Todos estamos familiarizados con la experiencia de que las buenas intenciones tienen consecuencias negativas. En mi trabajo como terapeuta, a menudo encuentro este fenómeno cuando trabajo con padres que, en su deseo de mejorar las cosas, hacerlas más fáciles o menos dolorosas para sus hijos, interfieren con la capacidad de sus hijos para desarrollar la capacidad de hacerlo por sí mismos. Estos son padres que sienten una necesidad urgente de solucionar los problemas de sus hijos. Para el propósito de esta discusión, “arreglar” se referirá a la intervención y usurpación de la resolución de problemas cuando el niño experimenta dificultades.

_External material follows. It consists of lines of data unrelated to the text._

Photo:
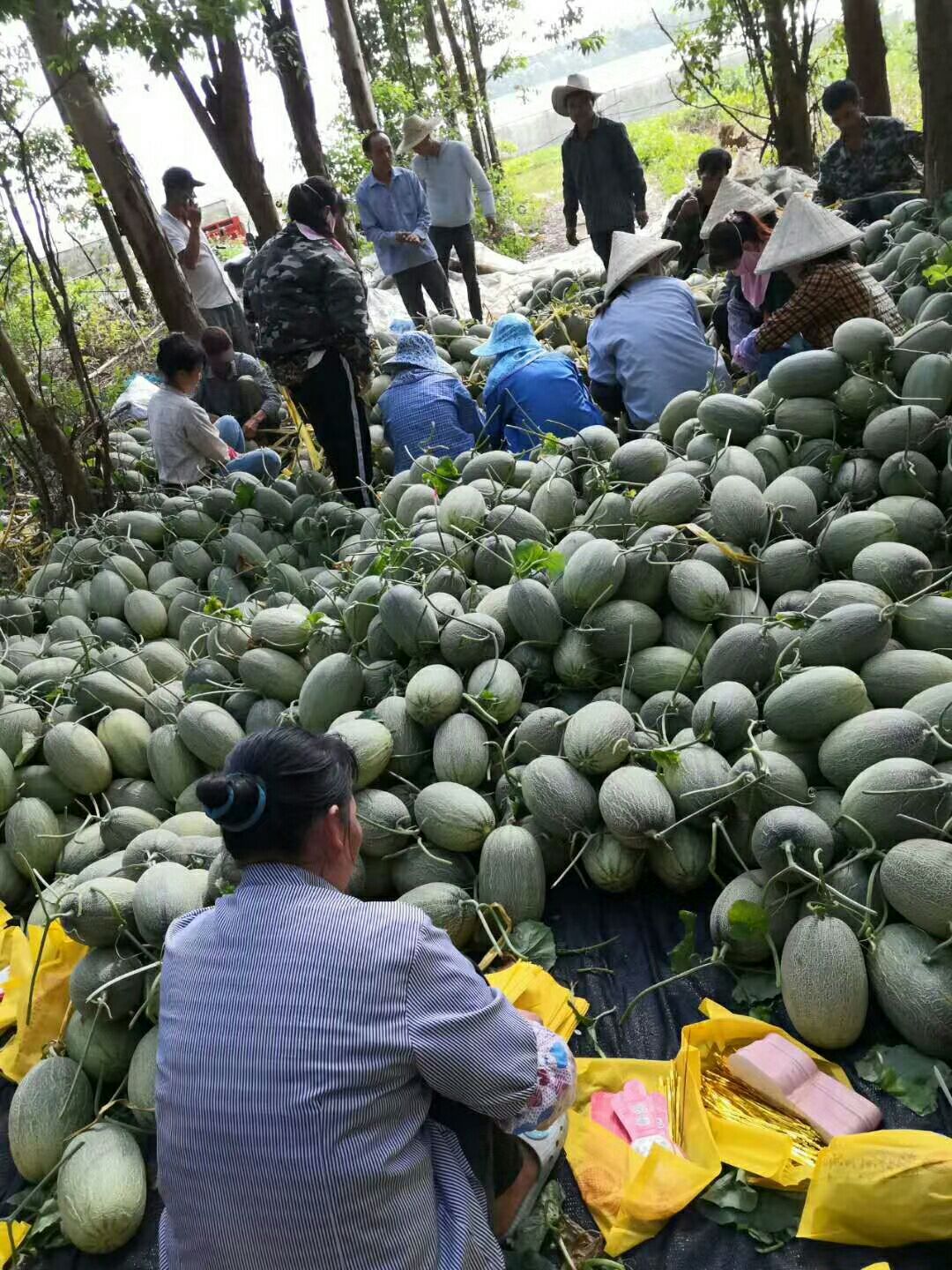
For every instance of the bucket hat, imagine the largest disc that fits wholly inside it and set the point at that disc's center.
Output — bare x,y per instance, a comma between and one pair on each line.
733,197
415,351
573,84
512,334
414,131
805,233
629,253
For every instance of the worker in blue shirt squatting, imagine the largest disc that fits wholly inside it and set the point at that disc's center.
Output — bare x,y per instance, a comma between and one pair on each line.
648,343
397,219
449,172
532,392
427,407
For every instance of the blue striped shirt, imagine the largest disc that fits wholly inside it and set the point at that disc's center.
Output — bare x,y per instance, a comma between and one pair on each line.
427,412
302,1033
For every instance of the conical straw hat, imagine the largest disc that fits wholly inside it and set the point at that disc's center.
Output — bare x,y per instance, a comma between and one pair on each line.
805,233
629,251
734,197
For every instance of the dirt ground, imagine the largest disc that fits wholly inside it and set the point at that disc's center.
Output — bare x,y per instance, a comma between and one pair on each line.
553,233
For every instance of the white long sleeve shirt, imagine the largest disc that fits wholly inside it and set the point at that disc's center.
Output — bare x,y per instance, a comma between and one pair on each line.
449,179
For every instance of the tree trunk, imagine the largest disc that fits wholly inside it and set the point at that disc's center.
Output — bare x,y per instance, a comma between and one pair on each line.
291,66
480,70
121,179
430,34
462,74
118,248
42,423
793,136
866,54
352,64
225,117
934,42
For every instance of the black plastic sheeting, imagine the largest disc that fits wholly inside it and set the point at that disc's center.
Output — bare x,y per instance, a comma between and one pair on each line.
643,927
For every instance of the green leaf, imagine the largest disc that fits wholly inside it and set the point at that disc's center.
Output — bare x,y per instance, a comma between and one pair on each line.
244,496
747,920
443,476
906,1074
534,941
756,993
770,1217
684,955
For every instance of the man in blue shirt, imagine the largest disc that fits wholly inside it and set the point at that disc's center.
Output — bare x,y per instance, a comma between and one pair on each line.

Gloria quería arreglar los sentimientos de su hija Alicia. Se preocupó cuando Alicia estaba infeliz, enojada, molesta, o tenía algún sentimiento que sentía que le causaba incomodidad a su hijo. Por ejemplo, cuando Alicia se sintió frustrada y llorosa cuando practicaba el piano, Gloria sugirió que detuviera sus clases. En terapia, Gloria me contó lo inquietante que era para ella cuando Alicia estaba molesta. Ella recordó: “Cuando Alicia era una niña, no podía dejarla llorar ni un minuto”. Sentía que mi corazón se rompería. Cuando Alicia se enoja porque le digo “no”, siempre me rindo. No puedo soportarlo. Siempre parece que la he lastimado cuando digo “no”. “Gloria necesitaba urgentemente que los malos sentimientos de Alicia desaparecieran. Lo que finalmente llegó a entender Gloria fue que lo urgente era que ella, Gloria, se librara de sus propios sentimientos incómodos.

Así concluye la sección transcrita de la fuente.